Ruby’s Hotel had been given the less than enthusiastic recommendation by the charter agent, ‘Some people stay there. . .But not many.’  How bad can it be? I thought while making the reservations beforehand, after seven days on the boat and it has ac and private bathrooms.  And especially since it was one-third the cost of the nice place—the Sun Breeze—we stayed the night before sailing.  Well, here’s how bad it can be:  heroin hotel.  Once you run the gauntlet across the deck down the sand of the jacked-up rasta brother yelling  ‘We don’t want you fucking yankees here’ for the benefit of his cacklin’ beer-swillin’ pals—like his Canadian brothers, hicks are a genetic, not geographic, creation, though each with their own accent, as in this case, reggae assholes—and got into the half-painted disinfectant-reeking room DO NOT under any circumstances sit on the bed.

That’s when the omens finally fully revealed themselves to Keene the Slow:  the ‘reasonable’ rates; the sign in the office ‘once you pay you stay—or at least you ain’t gettin’ your money back’; and the desk girl’s refusal to let me pay for more than one night—under the circumstances an act of mercy for which I thanked her as we all returned our keys on the way out an hour later, after a crew lunch and consult including the noble ‘we’ve stayed in worse’ from the northerners, who undoubtedly have on their treks through the mountain villages of Panama.  Art the Mexican offered that he’d spent his whole life getting out of the south L.A.barrio, and surely didn’t want to pay for the experience of entering it again.  The darling opined that we were on vacation, not survival training, and thus I put in an emergency call to the Sun Breeze which did indeed have rooms available at thrice the price and well worth it, though it was irritating at having gone aground again, as it were, another black water moment.

Good Morning Mr.
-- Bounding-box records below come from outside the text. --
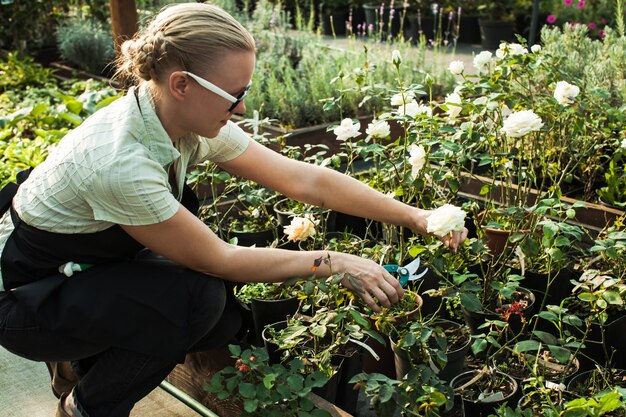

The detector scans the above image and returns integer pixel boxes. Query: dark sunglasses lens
[228,86,251,113]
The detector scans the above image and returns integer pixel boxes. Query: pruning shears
[383,257,428,287]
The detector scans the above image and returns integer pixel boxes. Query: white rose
[554,81,580,106]
[398,100,432,117]
[284,215,317,241]
[448,61,465,75]
[391,49,402,66]
[474,96,489,106]
[365,120,391,139]
[409,145,426,178]
[502,110,543,138]
[333,118,361,141]
[473,51,493,71]
[496,42,507,59]
[446,93,463,119]
[509,43,528,55]
[391,91,415,106]
[426,204,465,237]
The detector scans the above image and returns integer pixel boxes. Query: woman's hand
[333,250,404,313]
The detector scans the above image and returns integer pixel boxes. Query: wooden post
[109,0,137,53]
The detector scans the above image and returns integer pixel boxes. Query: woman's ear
[168,71,189,101]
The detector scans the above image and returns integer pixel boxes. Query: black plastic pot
[568,315,626,371]
[250,296,300,345]
[511,267,573,307]
[567,369,626,396]
[450,370,519,417]
[228,230,276,247]
[389,320,472,381]
[261,320,287,365]
[462,287,535,334]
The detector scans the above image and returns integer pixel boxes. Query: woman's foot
[55,392,76,417]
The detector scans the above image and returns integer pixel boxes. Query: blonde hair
[116,3,255,82]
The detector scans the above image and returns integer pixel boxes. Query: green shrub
[57,17,115,74]
[541,25,626,106]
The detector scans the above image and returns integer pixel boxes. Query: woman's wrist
[411,207,430,236]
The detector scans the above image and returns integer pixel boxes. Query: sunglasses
[183,71,252,113]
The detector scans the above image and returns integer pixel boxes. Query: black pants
[0,253,242,417]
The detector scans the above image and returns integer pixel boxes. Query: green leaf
[460,293,483,311]
[243,399,259,413]
[539,310,559,321]
[533,330,557,345]
[472,339,487,355]
[239,382,256,398]
[602,291,624,306]
[548,345,572,363]
[311,324,326,337]
[350,309,369,328]
[263,374,276,389]
[378,385,395,403]
[513,340,541,353]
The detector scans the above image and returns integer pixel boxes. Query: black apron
[0,174,239,362]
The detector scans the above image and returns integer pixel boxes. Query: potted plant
[205,345,330,417]
[236,282,300,346]
[563,269,626,369]
[350,372,456,417]
[390,319,471,381]
[450,366,519,417]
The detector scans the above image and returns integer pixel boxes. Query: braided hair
[116,3,255,83]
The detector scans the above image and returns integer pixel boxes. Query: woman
[0,3,467,417]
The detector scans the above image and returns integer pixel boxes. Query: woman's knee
[190,275,228,342]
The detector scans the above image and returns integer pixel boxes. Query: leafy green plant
[0,52,56,93]
[57,16,115,74]
[598,147,626,209]
[350,372,453,417]
[236,282,299,304]
[205,345,330,417]
[0,77,120,186]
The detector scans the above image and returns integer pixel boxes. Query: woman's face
[173,52,255,138]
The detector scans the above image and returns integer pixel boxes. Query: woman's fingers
[440,227,468,252]
[344,258,404,312]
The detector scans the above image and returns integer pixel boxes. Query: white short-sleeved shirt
[0,84,250,291]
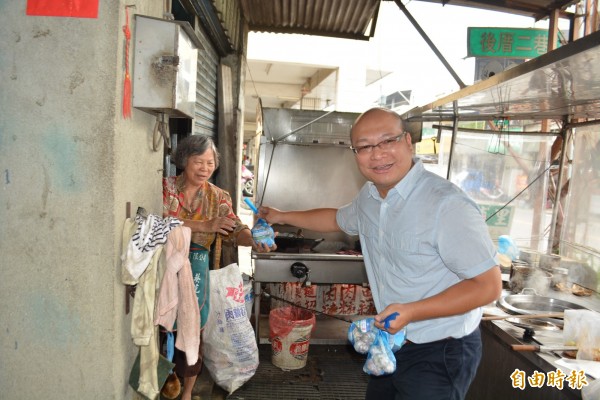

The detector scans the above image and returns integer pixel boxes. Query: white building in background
[246,1,564,121]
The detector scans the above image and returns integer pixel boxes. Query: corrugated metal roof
[240,0,578,40]
[240,0,380,39]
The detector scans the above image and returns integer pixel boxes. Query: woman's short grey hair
[173,135,219,169]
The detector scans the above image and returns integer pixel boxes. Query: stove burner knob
[290,262,310,279]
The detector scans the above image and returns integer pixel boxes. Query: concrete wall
[0,0,163,399]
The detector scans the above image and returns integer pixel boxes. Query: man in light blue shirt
[260,108,502,400]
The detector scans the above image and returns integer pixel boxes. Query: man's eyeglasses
[350,132,408,156]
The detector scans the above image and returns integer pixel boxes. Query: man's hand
[204,217,236,235]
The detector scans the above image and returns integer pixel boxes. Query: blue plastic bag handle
[383,312,400,330]
[167,332,175,362]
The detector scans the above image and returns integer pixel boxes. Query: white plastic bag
[202,264,258,394]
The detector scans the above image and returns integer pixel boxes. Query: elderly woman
[163,135,274,400]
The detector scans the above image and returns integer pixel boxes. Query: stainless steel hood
[403,31,600,122]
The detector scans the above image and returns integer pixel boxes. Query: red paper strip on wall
[26,0,98,18]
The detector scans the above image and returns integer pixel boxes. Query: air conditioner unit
[132,15,203,119]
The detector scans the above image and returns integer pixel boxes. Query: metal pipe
[546,124,568,254]
[446,113,458,180]
[431,125,560,136]
[394,0,467,89]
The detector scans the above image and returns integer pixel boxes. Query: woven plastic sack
[202,264,258,394]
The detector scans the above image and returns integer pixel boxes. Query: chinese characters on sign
[467,27,548,59]
[510,369,588,390]
[478,203,515,238]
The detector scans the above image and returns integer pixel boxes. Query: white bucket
[269,307,316,370]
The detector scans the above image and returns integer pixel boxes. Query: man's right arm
[258,207,341,232]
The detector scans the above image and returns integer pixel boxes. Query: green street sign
[467,27,548,58]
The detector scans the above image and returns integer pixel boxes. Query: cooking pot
[508,263,552,296]
[496,294,586,330]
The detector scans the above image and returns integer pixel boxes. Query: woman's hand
[257,206,283,225]
[237,229,277,253]
[204,217,236,235]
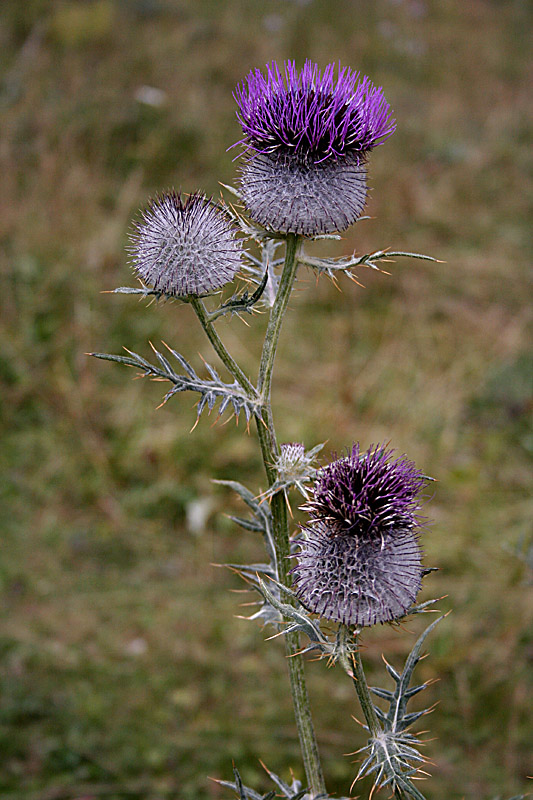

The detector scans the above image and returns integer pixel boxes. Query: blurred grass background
[0,0,533,800]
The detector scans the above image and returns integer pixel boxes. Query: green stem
[352,636,381,736]
[257,234,326,797]
[190,297,257,397]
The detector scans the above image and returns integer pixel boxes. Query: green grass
[0,0,533,800]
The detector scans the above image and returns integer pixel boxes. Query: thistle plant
[92,62,490,800]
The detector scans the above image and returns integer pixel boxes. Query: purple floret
[234,61,396,163]
[292,445,426,627]
[234,61,396,236]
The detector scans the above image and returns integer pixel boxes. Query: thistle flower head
[130,192,242,297]
[234,61,395,235]
[275,442,313,481]
[293,444,426,626]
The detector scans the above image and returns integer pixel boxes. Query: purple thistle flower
[234,61,396,236]
[292,444,427,627]
[130,191,242,297]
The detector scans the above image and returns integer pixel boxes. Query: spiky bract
[293,445,426,627]
[130,191,242,297]
[235,61,395,236]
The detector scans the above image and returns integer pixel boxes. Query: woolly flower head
[292,444,426,627]
[130,192,242,297]
[234,61,396,236]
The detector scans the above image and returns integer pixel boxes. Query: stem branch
[257,234,326,797]
[190,297,257,398]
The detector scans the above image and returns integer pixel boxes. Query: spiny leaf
[89,345,261,428]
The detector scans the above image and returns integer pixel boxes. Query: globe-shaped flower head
[234,61,396,236]
[292,445,426,627]
[130,192,242,297]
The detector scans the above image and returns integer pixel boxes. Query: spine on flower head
[234,61,396,236]
[130,191,242,297]
[292,444,426,627]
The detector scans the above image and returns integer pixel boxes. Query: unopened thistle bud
[292,444,426,627]
[234,61,396,236]
[130,192,242,297]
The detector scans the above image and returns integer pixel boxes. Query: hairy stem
[257,234,326,797]
[352,637,381,736]
[190,297,257,397]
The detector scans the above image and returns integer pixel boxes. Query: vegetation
[0,0,533,800]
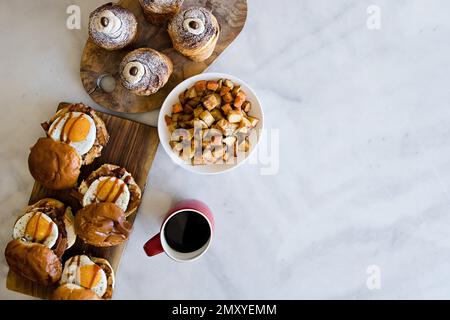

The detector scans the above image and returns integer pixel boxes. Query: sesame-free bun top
[75,202,131,247]
[52,283,101,300]
[5,240,62,285]
[28,138,81,190]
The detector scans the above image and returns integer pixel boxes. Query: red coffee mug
[144,199,214,262]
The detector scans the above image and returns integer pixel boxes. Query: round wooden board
[80,0,247,113]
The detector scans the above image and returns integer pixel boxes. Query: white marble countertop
[0,0,450,299]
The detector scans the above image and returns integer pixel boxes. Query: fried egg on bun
[53,255,115,300]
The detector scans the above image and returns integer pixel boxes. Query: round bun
[52,283,101,300]
[42,103,109,165]
[75,202,131,247]
[119,48,173,96]
[5,240,62,285]
[168,7,220,62]
[139,0,183,25]
[78,163,142,217]
[28,138,81,190]
[89,3,137,50]
[25,198,77,257]
[91,257,116,299]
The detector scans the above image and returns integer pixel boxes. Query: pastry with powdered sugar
[119,48,173,96]
[168,7,220,62]
[89,3,137,50]
[139,0,183,25]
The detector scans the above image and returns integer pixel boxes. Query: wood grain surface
[80,0,247,113]
[6,103,159,299]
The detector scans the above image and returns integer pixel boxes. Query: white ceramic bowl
[158,73,264,174]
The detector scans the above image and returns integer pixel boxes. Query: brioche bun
[28,138,82,190]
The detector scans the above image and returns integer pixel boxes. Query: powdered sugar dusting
[169,7,217,49]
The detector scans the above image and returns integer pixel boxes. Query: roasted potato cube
[172,113,181,122]
[183,104,194,114]
[227,110,242,123]
[164,114,172,126]
[242,101,252,112]
[203,93,221,111]
[223,79,234,90]
[194,107,205,118]
[222,92,233,103]
[239,117,253,129]
[220,86,231,96]
[210,108,223,121]
[199,110,215,127]
[206,81,219,91]
[178,90,187,104]
[192,119,208,129]
[247,117,259,128]
[222,103,233,115]
[172,103,183,113]
[194,80,206,95]
[186,87,197,99]
[232,91,247,109]
[231,86,241,97]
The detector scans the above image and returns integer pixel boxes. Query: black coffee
[164,211,211,253]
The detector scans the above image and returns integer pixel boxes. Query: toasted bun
[91,257,116,299]
[42,103,109,165]
[25,198,77,256]
[28,138,81,190]
[52,283,101,300]
[75,202,131,247]
[5,240,62,285]
[78,164,142,217]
Keene,
We have charged your card for the following chase calls:
June 9, 2009 – boat grounding in front of Fido’s Sand Bar -            $ 75.00
June 16, 2009 – boat grounding in Holchan Marine Reserve-        $ 75.00
Total charge for chase calls for grounding boat-                   $150.00
Please feel free to  contact me for any additional information you may have.
Regards,
Well, there you go—I guess that settles it.  The Reef Rangers aren’t going to fine me, but the charter company’s going to charge me.  What I like is how many times the phrase ‘boat grounding’ shows up, a subtle highlighting of ‘you dumbass’.  Fair enough, actually, and as Carlos who helped on the second ungrounding said, ‘Well, at least you didn’t sink the thing like the guy last month.  Sailed right through the coral heads and tore the whole bottom out.’

O, beware of black water, me mateys, beware.  Yo, ho, they’ll getcha.
They’ll hide from your vision what’s hap’ning down there.  They’re comin’ to get you, yo ho.

O, beware of black water, me mateys, beware.  Yo, ho, they’ll getcha.
They’ll go for your keel and its dark fuzzy hair.  They’re comin’ to get you, yo ho.

Stay awake, me mateys, stay awake, beware.  Yo, ho, they’ll getcha.
Know when it’s hangin’ all naked and bare.  They’re comin’ to get them yo ho.